Every board, leader and brand and marketing practitioner will agree that trust is critical to the brand and organisation.

A study by Grey showed that trust is a key factor in people saying it is a ‘great’ brand.

Trust has been shown to drive the vast majority of your customer satisfaction and NPS – whichever you use.

Trust is simply the strongest force that pulls customers to consider you, engage with you, buy from you and stay loyal to you. Indeed, one of our client’s own customer analysis shows that trust is the single most important drivers to sign up with them.

Trust helps our customers and consumers make choices easier. Trust not only takes the worry out, but makes us feel good. Sociology Professor Luhman links trust to blinkers. The more you trust, the less you see alternatives, no matter if they are better or cheaper. Trust is not just about security and comfort, it is also about thrill and adventure and takes our audiences forward. By focusing on building trust, the right trust, in our brand you can build brands that connect organisational strategy directly with customer behaviour and build brands that are as effective as they are exciting.

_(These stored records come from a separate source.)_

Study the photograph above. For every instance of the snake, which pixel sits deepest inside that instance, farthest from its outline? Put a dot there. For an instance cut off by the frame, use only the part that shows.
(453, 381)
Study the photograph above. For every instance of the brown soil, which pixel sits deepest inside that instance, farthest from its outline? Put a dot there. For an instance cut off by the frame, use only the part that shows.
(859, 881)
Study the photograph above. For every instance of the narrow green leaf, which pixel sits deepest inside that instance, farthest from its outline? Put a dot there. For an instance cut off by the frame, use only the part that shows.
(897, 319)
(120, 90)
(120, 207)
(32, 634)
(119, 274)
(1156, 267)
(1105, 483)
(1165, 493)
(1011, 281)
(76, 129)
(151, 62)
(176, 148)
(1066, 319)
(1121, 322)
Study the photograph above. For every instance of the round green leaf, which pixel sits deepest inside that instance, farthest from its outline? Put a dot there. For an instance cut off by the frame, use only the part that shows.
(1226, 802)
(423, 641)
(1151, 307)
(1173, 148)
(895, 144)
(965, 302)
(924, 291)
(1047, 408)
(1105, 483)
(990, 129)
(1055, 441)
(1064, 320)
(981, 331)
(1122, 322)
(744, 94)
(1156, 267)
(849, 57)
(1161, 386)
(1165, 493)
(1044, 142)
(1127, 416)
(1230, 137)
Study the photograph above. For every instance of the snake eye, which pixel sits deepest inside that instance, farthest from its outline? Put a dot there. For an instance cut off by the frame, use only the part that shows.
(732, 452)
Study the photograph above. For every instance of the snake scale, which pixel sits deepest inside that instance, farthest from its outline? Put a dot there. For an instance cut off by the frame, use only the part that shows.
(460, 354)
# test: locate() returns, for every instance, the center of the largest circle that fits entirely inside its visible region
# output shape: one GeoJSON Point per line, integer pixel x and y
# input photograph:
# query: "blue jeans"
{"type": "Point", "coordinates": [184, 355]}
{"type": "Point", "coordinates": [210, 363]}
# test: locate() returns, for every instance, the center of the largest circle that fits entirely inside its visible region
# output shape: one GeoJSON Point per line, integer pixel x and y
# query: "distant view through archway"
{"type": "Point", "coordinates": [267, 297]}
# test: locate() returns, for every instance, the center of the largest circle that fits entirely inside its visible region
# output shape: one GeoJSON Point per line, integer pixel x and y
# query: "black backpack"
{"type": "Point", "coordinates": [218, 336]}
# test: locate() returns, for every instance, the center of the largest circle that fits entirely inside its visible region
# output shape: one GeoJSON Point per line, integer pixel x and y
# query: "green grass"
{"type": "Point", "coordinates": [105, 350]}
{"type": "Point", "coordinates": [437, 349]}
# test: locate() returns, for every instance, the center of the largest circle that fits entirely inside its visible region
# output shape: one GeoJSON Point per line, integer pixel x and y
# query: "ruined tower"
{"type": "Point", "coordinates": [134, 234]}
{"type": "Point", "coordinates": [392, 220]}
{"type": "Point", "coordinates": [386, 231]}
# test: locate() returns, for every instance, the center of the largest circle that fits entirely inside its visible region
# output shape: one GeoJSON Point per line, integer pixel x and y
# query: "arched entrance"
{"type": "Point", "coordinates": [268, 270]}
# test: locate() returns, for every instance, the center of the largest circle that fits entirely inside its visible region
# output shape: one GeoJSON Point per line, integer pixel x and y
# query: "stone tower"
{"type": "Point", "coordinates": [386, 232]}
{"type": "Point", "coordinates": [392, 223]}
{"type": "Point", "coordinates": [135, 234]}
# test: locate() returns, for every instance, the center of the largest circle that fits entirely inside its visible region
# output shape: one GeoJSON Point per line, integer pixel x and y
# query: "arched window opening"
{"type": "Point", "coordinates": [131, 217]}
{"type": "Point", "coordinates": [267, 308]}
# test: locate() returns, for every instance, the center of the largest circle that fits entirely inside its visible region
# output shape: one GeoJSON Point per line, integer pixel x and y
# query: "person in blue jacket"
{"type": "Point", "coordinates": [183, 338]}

With most of our brands facing strong competition, brand trust becomes a critical competitive advantage. Brand trust becomes a pretty good insurance against private label and retailer owned labels. Furthermore, the more trust you are able to build over your competition, the more opportunity you have to charge a premium and/or to gain market share.

Trust in itself therefore, is not a competitive advantage, (unless you are in a distrusting environment) every little more or less trust matters. A mere 20% increase in trust can increase your brand’s chances of being chosen by 400%.

Benefits of more Brand trust:

  • Higher Customer Premium.
  • More Market Share.
  • More Loyalty.

A mere 20% trust increase can mean a 400% improvement in buying propensity.

 Trust drives up to 75% of your NPS and satisfaction.

‘The consumer simply does not consider less trusted alternatives.’